Russia Will Not Join a New 'Holy Alliance' Against Iran
Oct. 31 (EIRNS)The Ministry of Foreign Affairs in Moscow issued a statement on Oct. 31 saying that Russia will not join a U.S.-led "Holy Alliance" to destroy the current regime in Iran. Instead, spokesman Mikhael Kamynin said, Russia holds firm to the belief that the nuclear disagreements with that Southwest Asian country must be tackled collectively and exclusively through persuasion in diplomatic talks.
Gulf States Propose Joint Uranium Enrichment With Iran
Nov. 1 (EIRNS)Times Online (UK) reports a proposal by Saudi Arabian Foreign Minister Prince Saud al-Faisal at the conclusion of King Abdullah's state visit to Britain, to defuse the conflict over the Iranian nuclear program: Saudi Arabia and a consortium of Arab Gulf states have invited Iran to enrich uranium jointly, under international inspection, in a neutral country such as Switzerland. The consortium, the foreign minister said, would be for all users of enriched uranium, and would distribute the nuclear fuel according to need. No further details are available at this time.
British To Deploy Fleet During Possible Attack on Iran
Nov. 2 (EIRNS)The British Navy announced it will deploy its Illustrious aircraft carrier to the Persian Gulf along with a Type 42 destroyer and a Type 23 frigate next Spring.
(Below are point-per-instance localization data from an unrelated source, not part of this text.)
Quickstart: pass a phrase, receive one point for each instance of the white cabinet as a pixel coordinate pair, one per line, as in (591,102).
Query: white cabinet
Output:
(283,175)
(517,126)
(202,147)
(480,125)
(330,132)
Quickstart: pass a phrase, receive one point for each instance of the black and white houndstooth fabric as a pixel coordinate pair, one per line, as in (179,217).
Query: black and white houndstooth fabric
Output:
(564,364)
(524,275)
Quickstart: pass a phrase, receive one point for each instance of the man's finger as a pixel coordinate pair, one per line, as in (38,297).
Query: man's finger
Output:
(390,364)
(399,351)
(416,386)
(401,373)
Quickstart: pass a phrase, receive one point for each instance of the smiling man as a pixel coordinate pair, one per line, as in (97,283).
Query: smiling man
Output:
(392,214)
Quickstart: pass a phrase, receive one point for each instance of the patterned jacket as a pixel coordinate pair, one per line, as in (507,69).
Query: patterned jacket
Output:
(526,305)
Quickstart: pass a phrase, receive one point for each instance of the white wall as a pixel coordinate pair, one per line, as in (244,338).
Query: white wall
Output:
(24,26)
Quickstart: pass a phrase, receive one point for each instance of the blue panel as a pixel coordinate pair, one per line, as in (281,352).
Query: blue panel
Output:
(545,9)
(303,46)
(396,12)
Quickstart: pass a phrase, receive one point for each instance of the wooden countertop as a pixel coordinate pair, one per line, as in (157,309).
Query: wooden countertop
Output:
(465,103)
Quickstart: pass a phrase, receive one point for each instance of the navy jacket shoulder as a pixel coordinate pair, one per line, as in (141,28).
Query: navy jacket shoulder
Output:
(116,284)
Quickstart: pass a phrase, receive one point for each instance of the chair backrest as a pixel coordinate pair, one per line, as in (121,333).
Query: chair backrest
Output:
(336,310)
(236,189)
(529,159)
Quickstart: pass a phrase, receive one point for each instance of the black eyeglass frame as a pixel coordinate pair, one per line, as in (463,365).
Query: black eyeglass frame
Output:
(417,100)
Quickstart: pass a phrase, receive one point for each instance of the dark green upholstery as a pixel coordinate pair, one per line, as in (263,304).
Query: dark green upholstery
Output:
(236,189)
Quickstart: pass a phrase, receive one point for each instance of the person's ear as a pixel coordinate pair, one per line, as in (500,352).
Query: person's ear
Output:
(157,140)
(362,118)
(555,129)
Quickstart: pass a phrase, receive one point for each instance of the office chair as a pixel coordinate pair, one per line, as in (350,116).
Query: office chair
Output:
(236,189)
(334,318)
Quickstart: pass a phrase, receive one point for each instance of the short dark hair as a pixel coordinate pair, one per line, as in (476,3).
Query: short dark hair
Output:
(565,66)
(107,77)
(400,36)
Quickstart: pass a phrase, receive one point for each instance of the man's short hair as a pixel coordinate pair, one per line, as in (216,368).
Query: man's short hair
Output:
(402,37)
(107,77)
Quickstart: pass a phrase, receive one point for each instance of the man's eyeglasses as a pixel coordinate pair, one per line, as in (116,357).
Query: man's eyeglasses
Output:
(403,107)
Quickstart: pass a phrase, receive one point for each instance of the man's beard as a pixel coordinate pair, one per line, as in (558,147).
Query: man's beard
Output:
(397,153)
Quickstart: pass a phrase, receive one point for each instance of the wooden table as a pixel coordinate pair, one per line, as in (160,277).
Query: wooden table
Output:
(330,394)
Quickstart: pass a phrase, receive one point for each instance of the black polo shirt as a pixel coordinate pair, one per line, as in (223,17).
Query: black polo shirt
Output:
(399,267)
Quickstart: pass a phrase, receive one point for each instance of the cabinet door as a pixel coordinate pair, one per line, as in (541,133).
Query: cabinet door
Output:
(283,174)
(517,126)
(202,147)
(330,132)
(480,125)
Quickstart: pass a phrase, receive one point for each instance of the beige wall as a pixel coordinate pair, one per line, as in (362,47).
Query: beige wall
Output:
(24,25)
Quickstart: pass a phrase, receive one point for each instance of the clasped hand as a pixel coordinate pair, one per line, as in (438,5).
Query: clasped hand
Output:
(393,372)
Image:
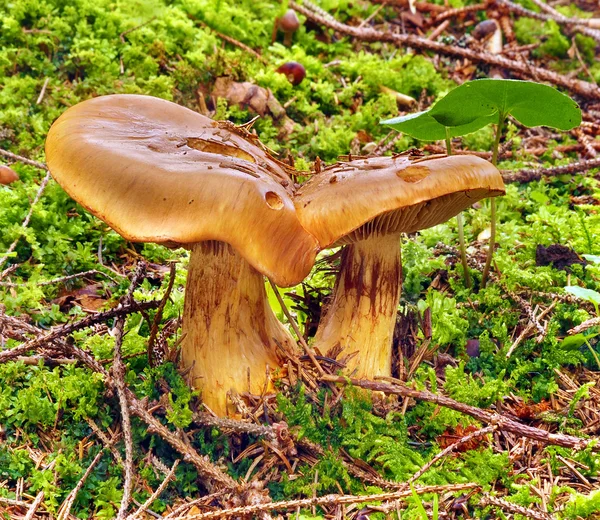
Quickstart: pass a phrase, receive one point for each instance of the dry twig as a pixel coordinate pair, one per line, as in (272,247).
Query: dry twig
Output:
(118,372)
(502,423)
(367,34)
(327,500)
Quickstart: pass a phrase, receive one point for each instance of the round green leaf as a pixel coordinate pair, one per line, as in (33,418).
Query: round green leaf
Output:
(422,126)
(530,103)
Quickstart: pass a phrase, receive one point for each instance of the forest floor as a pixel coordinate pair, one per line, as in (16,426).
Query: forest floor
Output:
(493,410)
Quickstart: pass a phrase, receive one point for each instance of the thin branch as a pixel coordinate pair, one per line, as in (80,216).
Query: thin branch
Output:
(158,317)
(156,493)
(576,86)
(24,160)
(36,503)
(529,329)
(327,500)
(588,324)
(511,507)
(61,279)
(479,433)
(578,24)
(65,509)
(215,477)
(503,423)
(66,330)
(118,371)
(309,351)
(38,195)
(536,174)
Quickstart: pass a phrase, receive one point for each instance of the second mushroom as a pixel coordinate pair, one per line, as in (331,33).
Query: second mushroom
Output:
(365,205)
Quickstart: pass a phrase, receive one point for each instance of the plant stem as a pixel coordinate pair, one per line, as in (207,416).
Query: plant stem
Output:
(460,224)
(488,261)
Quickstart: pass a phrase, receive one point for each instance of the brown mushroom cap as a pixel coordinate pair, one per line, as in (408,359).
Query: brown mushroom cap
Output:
(158,172)
(289,22)
(377,196)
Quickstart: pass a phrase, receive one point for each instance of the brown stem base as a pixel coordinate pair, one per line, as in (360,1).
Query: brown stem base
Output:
(362,314)
(231,333)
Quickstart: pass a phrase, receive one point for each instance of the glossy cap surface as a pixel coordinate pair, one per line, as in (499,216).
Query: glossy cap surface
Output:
(157,172)
(353,201)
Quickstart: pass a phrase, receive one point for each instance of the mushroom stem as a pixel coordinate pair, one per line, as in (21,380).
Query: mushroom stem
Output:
(362,314)
(231,333)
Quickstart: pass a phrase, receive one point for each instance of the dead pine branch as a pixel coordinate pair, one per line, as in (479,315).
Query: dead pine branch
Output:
(367,34)
(154,330)
(535,174)
(327,500)
(34,507)
(509,507)
(118,372)
(479,433)
(213,477)
(588,324)
(503,423)
(65,509)
(63,331)
(156,494)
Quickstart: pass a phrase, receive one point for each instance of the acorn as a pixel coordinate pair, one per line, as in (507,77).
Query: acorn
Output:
(288,24)
(7,175)
(294,71)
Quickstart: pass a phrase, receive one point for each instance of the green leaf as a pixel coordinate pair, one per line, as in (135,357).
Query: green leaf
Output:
(585,294)
(421,125)
(594,259)
(530,103)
Two minesweepers and three support vessels will be included in the deployment, under the name of "Operation Orion 08." They will cruise for six months in the Gulf, the Indian Ocean, and the Red Sea. The Daily Telegraph in its coverage, reports, "Their presence may coincide with a crucial period in the West's confrontation with Iran," adding, "Observers believe that the spring is the last possible moment" for a strike against Iran by the Bush Administration.